La conversión eficiente de la luz en sonido se logra al concentrar la cantidad de luz suficiente para ionizar una pequeña cantidad de agua, que entonces absorbe la energía láser y se calienta de manera extrema. El resultado es una pequeña explosión de vapor, que puede generar un sonido de 220 decibelios
Las propiedades ópticas del agua se pueden manipular con una luz láser de alta intensidad para que actúe como una lente de enfoque, permitiendo que tenga lugar el autoenfoque no lineal (NSF).

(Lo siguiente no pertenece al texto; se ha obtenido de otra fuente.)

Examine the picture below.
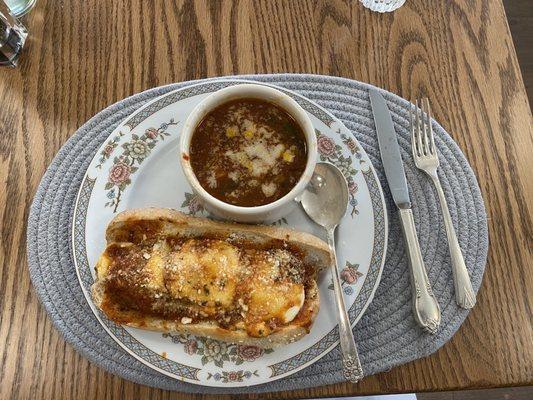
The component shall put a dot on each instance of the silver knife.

Además, los colores ligeramente distintos del láser, que viajan a diferentes velocidades en el agua, pueden ajustarse para controlar con mayor precisión el pulso

El pulso láser inductor de sonidos tiene la capacidad de viajar tanto por el aire como por el agua, de modo que un láser compacto ubicado en una plataforma subacuática o aérea puede utilizarse para la generación de sonidos a distancia. Dado que los efectos del autoenfoque no lineal y de la diferencia de velocidad según el color son más fuertes en el agua que en el aire, un rayo láser debidamente ajustado tiene la capacidad de desplazarse cientos de metros a través del aire con relativamente pocos cambios, y de comprimirse con rapidez al entrar en el agua.

La propagación atmosférica del láser es útil para aquellas aplicaciones en las que los rayos láser originados en el aire deban producir señales acústicas subacuáticas sin requerir de ningún hardware en el agua.